Monetary-nonmonetary method.
Temporal method.
Current rate method.
10.    If a foreign entity's functional currency is the US dollar and the parent's currency is also the US dollar,   
Translation adjustment is mandatory
No translation adjustment is required
Translation adjustment is recommended
None of the above
11.    The objective(s) of translation include   
Preserving the operating results and relationships measured in the foreign currency
Providing information in consolidated financial statements about the financial performance of each foreign consolidated entity
Providing information on the anticipated effects of changes in exchange rates on cash flow and equity
All of the above
12.    When the foreign currency is the functional currency, capital accounts are translated using the   
Current exchange rate at the balance sheet date
Historical exchange rate in effect when the entity's stock was issued
Average exchange rate for period being reported
Weighted average exchange rate for the period being reported
13.    When the foreign currency is the functional currency, assets and liabilities are translated at the _______________________ of the foreign entity   
Current exchange rate at the balance sheet date
Weighted average exchange rate for reporting period
Historical exchange rate
Average exchange rate for the reporting period
14.    In the statement of cash flows, cash flows are translated based on the   
Exchange rate in existence at the time of the cash flows
Historical exchange rate in effect at the beginning of the period
Exchange rate in effect at year-end
None of the above
15.    Usually in the absence of high inflation, income statement items are translated at the   
Exchange rate in effect at the balance sheet date
Historical exchange rate
Exchange rate at the dates those items are recognized
None of the above
16.    If a company's functional currency is a foreign currency, adjustments occurring from translating the company's financial statements into the reporting currency are   
Unrealized
Realized
Presented as a liability on the balance sheet
Presented as a deferred asset on the balance sheet
17.    The translation method in which all assets and liabilities are translated at current exchange rates is known as the   
Current-noncurrent method.
Monetary-nonmonetary method.
Temporal method.
Current method.
18.    A highly inflationary environment is one with a cumulative inflation rate of   
100% or more over a three-year period
50% per year over a five-year period
25% per year over a four-year period
None of the above
19.    The functional currency of Nash, Inc.'s subsidiary is the euro. Nash borrowed euros as a partial hedge of its investment in the subsidiary. In preparing consolidated financial statements, Nash's translation loss on its investment in the subsidiary exceeded its transaction gain on the borrowing. How should the effects of the loss and gain be reported in Nash's consolidated financial statements?   
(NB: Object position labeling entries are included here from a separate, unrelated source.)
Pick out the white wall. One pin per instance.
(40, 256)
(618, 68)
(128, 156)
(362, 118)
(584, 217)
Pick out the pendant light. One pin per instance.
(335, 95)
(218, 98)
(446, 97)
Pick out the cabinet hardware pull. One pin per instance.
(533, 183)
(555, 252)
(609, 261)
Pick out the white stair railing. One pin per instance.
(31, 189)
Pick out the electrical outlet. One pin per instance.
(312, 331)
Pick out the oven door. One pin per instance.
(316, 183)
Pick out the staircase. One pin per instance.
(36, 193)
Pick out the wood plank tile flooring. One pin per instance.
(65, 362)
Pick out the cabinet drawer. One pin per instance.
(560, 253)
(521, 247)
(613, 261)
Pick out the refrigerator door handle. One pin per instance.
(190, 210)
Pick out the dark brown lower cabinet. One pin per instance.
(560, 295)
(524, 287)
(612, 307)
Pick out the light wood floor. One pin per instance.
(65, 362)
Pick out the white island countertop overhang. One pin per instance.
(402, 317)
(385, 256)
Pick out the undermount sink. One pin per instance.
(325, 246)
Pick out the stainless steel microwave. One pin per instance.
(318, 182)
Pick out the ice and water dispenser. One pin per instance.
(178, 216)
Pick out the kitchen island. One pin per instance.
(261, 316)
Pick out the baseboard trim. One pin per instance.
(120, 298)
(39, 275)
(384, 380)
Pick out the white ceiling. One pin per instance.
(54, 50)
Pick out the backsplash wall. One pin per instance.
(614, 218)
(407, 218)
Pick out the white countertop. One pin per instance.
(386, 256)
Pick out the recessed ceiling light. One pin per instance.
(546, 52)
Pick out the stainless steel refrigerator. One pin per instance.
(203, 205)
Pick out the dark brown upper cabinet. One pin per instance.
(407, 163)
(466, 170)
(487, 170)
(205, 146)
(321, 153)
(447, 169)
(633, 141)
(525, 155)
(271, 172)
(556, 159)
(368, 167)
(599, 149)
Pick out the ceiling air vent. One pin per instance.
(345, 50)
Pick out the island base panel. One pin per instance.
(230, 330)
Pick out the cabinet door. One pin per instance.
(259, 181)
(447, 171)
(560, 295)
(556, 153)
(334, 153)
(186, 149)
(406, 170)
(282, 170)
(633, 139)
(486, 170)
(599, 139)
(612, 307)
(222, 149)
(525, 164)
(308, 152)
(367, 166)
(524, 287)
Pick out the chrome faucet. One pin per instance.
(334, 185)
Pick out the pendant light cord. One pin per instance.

The translation loss minus the transaction gain is reported in other comprehensive income.
The translation loss minus the transaction gain is reported in income from continuing operations.
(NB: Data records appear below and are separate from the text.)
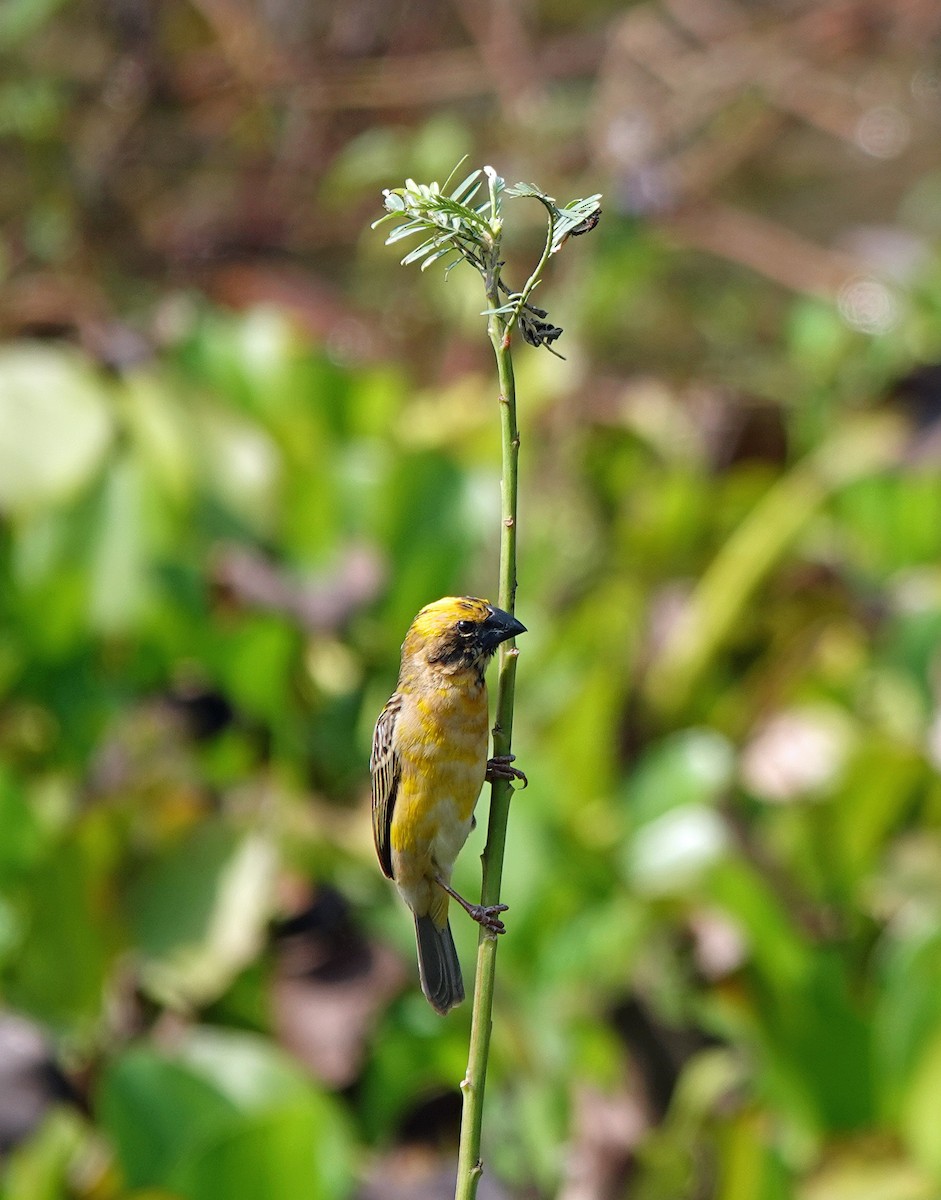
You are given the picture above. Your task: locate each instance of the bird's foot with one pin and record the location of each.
(485, 915)
(499, 767)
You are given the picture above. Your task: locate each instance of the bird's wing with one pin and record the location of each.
(387, 771)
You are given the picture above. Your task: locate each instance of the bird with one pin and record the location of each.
(427, 765)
The translation loss is reported in other comprehensive income, and the transaction gain is reported in income from continuing operations.
The translation loss is reported in income from continuing operations, and the transaction gain is reported in other comprehensive income.
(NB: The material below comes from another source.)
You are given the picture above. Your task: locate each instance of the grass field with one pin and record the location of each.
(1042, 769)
20.    A foreign entity may be excluded from consolidated or combined financial statements if   
Serious political problems exist in the foreign country
Exchange restrictions are extremely restrictive
All of the above
None of the above
21.    The following is NOT required to be footnoted.   
Profits earned from domestic earnings.
Foreign currency transaction gains or losses, including that associated with forward exchange contracts.
The impact on unsettled balances regarding foreign currency transactions.
Cumulative translation adjustments reported in stockholders' equity.